大規模災害が発生したら、あなたの愛するペットは――。四日市市常磐地区が昨年末開いた「避難所設営訓練」の中で、飼い主がペットと一緒に避難することを想定した「ペット同行避難訓練」も行われた。過去の災害で、ペットを巡るトラブルも発生していることから、住民らが避難所での受け入れ方法を確認した。【愛犬のリードを杭につなぐ橋本さん。小型犬はケージの中に=四日市市松本で】
同地区では、飼い犬が約1500匹登録されており、4回目の同訓練を実施するに当たり、「ペット対策は急務」と、地区防災協議会が市保健所に協力を依頼。基本的には室内に入れられないため、会場となった常磐西小(同市松本)の体育館東側にテントを張って専用スペースを確保し、排泄(ルビ・はいせつ)場所も決めた。
12月8日の訓練では、地域住民320人が災害発生直後の混乱時期を想定して模擬避難する中、4人の飼い主がそれぞれ犬を連れて参加した。犬は杭につながれたり、ケージに入ったまま訓練の時間を過ごしたりしたが、飼い主と離れがたい姿も見られた。

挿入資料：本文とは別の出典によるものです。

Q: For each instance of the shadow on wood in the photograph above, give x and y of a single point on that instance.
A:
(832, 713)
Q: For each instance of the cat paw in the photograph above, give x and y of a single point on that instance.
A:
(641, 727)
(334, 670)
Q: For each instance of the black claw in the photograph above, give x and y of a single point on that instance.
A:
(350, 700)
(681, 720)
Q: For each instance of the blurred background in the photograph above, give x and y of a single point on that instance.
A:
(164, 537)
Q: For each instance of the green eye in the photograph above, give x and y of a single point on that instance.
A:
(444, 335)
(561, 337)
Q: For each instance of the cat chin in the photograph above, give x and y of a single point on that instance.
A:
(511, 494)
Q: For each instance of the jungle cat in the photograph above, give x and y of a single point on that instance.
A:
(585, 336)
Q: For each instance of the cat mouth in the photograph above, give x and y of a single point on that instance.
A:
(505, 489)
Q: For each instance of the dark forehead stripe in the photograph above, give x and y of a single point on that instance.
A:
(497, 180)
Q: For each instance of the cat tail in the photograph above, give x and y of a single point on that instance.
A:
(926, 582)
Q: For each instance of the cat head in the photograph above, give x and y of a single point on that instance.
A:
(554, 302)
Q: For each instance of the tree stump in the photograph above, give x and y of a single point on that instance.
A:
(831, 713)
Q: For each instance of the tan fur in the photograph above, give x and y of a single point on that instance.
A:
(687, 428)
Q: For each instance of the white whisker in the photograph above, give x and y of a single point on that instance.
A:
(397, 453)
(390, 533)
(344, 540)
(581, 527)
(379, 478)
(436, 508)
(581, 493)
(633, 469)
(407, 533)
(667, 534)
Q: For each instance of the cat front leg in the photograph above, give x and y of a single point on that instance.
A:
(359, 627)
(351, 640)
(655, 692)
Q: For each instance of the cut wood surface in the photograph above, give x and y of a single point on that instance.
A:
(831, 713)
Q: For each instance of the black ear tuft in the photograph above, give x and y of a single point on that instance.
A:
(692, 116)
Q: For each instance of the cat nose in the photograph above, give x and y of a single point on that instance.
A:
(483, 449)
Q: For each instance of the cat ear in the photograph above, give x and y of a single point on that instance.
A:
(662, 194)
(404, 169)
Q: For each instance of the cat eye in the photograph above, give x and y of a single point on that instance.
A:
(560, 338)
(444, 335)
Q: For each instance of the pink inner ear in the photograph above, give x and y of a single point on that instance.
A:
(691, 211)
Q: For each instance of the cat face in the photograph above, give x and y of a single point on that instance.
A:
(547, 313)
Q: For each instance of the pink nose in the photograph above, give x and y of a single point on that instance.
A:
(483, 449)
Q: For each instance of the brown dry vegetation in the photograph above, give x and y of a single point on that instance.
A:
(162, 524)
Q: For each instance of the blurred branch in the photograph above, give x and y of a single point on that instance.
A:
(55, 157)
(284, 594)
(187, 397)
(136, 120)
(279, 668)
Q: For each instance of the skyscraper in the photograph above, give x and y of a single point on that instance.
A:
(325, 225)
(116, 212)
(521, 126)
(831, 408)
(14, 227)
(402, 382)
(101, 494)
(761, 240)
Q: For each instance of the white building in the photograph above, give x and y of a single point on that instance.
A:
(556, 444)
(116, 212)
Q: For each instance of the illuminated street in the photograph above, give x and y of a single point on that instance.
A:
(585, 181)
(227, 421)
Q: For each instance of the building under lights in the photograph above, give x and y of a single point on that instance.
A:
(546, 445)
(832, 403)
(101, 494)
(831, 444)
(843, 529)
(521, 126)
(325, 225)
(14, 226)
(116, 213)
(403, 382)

愛犬のメロス(雄11才)と参加した同市ときわの橋本智久美さん(56)は「鳴き声が聞こえると心配になった。外につながれたまま、というのも気になる。かといって人に迷惑はかけたくない。どうしたらいいのか」と戸惑っている様子だった。
市保健所の獣医師・神谷紫珠子さんは、ペットの災害対策を記した「ペット手帳」を飼い主たちに配布した後、「災害時は人の安全を確保した上で、ペットと一緒に避難する。そのために普段から『待て』『おいで』などをしつけておき、人やケージに慣れさせておいてほしい」と呼び掛けた。
同協議会の木寺秀臣会長(73)は「避難する際の問題点を経験してもらえた。今後も積極的に訓練に採り入れていく」と手応えを感じていた。